Keeping Your Horse Hydrated
With all this hot weather, keeping your horse hydrated is so important. This is the first proper summer we’ve had for several years and our horses aren’t really used to dealing with the heat. But we can do lots of things to make sure they stay healthy and happy.
It’s very important to be aware of the signs of dehydration. You are the one who know your horse best. If you think your horse isn’t himself, he’s lethargic, has a dull coat, or has sunken eyes then he might be dehydrated. Also keep an eye out for him being off his food, be passing dark urine and licking surfaces. You can use the ‘skin test’ to help you confirm the problem. In a normal horse, if you pinch a piece of skin on the neck and pull it towards you it will spring back into place. But with a dehydrated horse, the skin will slowly fall back into place with no elasticity. If you’re at all concerned for your horse’s welfare then call your vet, who will then be able to examine his heart rate and respiration to see whether it is elevated.

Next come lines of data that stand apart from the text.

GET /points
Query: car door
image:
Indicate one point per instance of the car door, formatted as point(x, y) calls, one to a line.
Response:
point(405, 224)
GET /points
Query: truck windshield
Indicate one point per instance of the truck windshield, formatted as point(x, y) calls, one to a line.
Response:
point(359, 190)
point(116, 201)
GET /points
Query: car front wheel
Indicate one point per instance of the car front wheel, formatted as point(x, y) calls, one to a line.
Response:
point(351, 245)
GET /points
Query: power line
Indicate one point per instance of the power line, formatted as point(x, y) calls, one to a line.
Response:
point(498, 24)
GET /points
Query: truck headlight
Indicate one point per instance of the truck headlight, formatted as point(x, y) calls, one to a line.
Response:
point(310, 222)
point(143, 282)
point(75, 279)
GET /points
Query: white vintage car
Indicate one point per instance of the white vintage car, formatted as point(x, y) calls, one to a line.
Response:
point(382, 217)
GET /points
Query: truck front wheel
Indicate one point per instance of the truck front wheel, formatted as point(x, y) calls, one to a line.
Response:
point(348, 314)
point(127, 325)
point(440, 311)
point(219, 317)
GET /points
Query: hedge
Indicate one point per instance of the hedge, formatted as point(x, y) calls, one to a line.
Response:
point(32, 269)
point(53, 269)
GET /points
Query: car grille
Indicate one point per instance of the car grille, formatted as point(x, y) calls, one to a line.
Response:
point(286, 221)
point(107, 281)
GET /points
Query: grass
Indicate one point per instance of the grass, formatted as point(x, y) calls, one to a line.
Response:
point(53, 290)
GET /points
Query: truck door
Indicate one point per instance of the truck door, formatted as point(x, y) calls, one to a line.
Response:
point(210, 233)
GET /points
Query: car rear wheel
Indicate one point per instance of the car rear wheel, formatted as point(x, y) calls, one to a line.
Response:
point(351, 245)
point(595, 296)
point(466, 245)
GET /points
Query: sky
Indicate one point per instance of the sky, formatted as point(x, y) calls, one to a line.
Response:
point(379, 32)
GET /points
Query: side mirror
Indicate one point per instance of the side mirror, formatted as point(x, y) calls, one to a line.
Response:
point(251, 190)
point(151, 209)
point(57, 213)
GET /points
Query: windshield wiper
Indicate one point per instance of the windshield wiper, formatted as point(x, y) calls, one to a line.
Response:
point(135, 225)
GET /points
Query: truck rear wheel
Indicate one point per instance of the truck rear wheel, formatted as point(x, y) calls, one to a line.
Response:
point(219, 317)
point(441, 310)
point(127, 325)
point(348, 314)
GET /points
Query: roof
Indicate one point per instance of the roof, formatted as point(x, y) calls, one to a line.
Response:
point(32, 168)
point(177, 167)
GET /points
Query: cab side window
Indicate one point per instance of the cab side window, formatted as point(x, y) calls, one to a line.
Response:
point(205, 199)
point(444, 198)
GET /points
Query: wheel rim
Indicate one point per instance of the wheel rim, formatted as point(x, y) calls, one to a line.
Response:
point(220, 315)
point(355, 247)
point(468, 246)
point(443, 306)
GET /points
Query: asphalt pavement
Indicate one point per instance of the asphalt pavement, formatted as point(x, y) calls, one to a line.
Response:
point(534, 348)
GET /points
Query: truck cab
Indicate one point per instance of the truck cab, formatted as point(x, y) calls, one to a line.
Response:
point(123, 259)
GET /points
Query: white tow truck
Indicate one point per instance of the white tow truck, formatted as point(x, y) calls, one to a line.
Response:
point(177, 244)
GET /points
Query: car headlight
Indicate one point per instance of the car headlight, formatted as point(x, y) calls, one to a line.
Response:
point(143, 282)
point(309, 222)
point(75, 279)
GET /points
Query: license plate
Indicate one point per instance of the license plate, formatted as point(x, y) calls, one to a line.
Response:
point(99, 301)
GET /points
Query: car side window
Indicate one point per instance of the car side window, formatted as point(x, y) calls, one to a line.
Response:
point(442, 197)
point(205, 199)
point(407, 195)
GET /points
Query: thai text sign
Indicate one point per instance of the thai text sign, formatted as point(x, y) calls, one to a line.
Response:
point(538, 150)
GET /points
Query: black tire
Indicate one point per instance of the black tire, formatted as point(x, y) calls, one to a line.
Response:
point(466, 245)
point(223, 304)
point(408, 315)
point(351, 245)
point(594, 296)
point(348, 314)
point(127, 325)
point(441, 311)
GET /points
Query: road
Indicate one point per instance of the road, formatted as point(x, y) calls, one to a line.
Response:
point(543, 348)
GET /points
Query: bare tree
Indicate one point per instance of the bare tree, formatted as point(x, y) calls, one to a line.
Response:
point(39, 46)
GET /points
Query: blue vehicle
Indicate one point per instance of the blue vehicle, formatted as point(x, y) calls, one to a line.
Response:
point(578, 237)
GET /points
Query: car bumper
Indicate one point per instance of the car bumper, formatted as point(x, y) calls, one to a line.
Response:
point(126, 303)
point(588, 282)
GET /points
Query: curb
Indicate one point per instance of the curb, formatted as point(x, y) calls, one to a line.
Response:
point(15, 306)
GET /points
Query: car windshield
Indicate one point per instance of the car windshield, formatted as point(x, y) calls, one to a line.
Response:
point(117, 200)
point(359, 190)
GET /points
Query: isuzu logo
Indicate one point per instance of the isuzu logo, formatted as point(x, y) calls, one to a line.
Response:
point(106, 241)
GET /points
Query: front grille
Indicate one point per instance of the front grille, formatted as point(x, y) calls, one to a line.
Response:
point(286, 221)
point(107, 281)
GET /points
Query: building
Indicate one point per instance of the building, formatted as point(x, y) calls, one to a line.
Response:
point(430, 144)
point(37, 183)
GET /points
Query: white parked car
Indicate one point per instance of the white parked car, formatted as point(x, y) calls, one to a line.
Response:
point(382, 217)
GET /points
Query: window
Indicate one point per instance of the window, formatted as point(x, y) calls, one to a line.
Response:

You can limit the chances of this happening by making sure you horse always has access to clean fresh water. I clean my stable buckets out every day and do several checks to top them up, especially if she’s done canter work or competition the day before. You know your horse better than anyone else so keep an eye out for any changes in you horse’s behaviour.
Horses can find travelling and competing stressful
Add in the extra heat and you could run into problems. If you’re on a long journey it’s important to offer your horse a drink every two or three hours to keep their water levels topped up. Also make sure the back of the lorry or trailer is cool by opening a few more windows if you can. It’s good to remember that as much as a matching rug and travel boots look smart, if it’s hot your horse really doesn’t need a travel rug on. If you don’t need a jumper, neither does your horse! While at the competition, your horse should continuously be offered water and forage and given time to relax before and after competing.
One of the best tools to help reduce the risk of dehydration and, in Indi’s case, tying up is to use electrolytes.
Horses need electrolytes to help them retain water and the main ones lost through sweating are sodium, potassium and chloride. Ideally, electrolytes should be provided immediately after your horse has undergone heavy exercise. I always walk Indi off for 20mins after cross country and then give her a small feed with electrolytes in. You can also buy pastes to syringe into the horse’s mouth quickly and easily. Adding just a tablespoon of salt to your horse’s feed every day and providing a salt block can also help them keep their sodium levels up and reduce the risk of dehydration.